Kulağımın arkasından bir uğultuyla rüzgâr sokuluyor saçlarımın arasına. Gözlerimi kapatıyor, çıkarmak istiyor düşüncemi kıskançça. Aklımdakileri okuyamadan kızgın uzaklaşıyor yaprakların arasına…
Gülümsüyorum rüzgâra,
O hala aklımda…
Pazarlık yapıyor bir kadın, kaldırımın bir ucunda sokaktaki satıcıyla. Yara bandı satıyor adam; firkete, krem, rengârenk makara… Düşüncelerimin arasına girmeye çalışıyor tezgâhtaki eşya.
Göz kırpıyorum tezgâha,
Onu düşünüyorum bir dolu eşya arasında. Çaresiz geri dönüyorlar; satıcıyla kadının pazarlığına…

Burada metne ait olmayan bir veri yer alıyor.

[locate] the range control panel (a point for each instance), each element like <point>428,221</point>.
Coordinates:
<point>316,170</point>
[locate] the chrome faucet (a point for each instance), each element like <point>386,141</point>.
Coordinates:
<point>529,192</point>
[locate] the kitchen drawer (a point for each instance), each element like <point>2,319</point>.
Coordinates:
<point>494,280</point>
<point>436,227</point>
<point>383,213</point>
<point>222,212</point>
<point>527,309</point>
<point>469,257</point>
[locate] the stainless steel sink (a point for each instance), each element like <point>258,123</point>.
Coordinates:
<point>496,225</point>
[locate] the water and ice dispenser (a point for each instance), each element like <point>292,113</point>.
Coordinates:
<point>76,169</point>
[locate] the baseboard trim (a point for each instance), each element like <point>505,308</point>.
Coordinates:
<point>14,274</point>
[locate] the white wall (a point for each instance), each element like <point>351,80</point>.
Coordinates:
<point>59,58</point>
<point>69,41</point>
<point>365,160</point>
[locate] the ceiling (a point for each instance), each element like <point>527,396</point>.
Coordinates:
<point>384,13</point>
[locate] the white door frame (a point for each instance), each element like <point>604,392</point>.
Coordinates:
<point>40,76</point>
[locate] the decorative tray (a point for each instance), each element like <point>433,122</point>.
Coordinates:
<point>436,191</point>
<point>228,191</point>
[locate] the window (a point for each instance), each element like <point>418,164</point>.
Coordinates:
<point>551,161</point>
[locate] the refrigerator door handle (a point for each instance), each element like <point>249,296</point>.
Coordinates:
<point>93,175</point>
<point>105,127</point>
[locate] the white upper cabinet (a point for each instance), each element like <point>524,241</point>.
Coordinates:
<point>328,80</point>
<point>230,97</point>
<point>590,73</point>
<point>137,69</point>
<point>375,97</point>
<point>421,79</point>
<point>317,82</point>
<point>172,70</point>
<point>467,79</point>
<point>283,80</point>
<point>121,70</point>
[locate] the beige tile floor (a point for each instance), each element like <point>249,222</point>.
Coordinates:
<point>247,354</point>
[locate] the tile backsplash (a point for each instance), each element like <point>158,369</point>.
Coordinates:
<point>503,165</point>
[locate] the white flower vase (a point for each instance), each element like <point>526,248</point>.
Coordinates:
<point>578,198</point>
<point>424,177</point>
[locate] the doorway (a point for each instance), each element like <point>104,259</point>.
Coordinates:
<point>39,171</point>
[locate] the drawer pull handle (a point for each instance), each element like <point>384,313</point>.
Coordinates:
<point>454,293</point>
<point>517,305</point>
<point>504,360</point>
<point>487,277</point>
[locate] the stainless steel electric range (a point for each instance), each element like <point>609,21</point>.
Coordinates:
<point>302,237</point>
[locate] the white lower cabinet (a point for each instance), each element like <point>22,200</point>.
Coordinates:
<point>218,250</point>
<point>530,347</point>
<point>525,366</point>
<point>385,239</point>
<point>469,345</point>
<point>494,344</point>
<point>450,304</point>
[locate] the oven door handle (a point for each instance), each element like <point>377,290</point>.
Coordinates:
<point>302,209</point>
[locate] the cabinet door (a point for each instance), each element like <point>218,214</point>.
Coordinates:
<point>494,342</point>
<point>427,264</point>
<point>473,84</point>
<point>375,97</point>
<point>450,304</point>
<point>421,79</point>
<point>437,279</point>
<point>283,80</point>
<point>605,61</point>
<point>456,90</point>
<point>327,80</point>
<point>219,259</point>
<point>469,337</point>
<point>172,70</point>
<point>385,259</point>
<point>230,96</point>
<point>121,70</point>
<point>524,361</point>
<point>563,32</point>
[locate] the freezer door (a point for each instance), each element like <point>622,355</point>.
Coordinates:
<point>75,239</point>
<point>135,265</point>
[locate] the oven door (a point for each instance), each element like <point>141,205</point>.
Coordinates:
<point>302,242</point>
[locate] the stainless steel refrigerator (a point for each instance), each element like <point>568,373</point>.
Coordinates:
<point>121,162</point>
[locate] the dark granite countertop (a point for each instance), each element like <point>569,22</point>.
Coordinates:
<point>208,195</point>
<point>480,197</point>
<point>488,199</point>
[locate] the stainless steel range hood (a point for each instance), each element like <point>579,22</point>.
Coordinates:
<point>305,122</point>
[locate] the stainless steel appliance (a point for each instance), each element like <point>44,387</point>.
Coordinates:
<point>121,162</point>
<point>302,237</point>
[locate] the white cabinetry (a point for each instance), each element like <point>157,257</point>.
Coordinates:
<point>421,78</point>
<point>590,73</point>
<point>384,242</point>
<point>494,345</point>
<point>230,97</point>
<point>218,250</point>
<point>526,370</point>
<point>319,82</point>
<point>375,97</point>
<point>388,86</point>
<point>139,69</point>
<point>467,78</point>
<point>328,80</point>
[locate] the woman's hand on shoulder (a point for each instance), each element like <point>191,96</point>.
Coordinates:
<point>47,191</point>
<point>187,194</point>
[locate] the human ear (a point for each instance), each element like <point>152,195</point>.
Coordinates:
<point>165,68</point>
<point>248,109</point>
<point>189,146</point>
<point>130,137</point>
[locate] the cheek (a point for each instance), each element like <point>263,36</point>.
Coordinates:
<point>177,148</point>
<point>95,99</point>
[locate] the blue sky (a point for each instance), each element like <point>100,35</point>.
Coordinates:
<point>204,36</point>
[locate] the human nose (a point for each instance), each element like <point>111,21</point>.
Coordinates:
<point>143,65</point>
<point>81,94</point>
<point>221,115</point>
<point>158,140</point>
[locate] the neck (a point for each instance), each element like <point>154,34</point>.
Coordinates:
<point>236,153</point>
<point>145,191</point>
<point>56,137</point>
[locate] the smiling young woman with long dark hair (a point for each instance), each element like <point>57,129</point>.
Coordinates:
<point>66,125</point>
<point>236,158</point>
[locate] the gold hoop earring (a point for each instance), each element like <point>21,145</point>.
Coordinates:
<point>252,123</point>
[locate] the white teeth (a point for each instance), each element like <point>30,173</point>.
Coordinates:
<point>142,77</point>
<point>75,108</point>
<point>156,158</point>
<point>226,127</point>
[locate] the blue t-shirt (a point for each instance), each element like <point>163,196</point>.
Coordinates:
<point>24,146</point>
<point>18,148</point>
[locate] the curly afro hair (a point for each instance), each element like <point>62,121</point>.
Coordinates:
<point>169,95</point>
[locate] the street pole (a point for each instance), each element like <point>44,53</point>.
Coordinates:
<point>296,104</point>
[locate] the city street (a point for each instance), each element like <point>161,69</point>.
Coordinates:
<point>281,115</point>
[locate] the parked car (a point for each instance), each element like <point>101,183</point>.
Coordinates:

Boyası güneşten kavruk bir bank var tam karşıda. Bir plak çalıyor, açık dükkân kapısından caddeye doğru usulca. Oturuyorum bankta kıvrılmış uyuyan kedinin yanına.
Kalabalık caddeyi baştanbaşa dolaşıp eli boş dönecekken düşünceme dalıyor ses;
‘’SEN GELİRSİN AKLIMA’’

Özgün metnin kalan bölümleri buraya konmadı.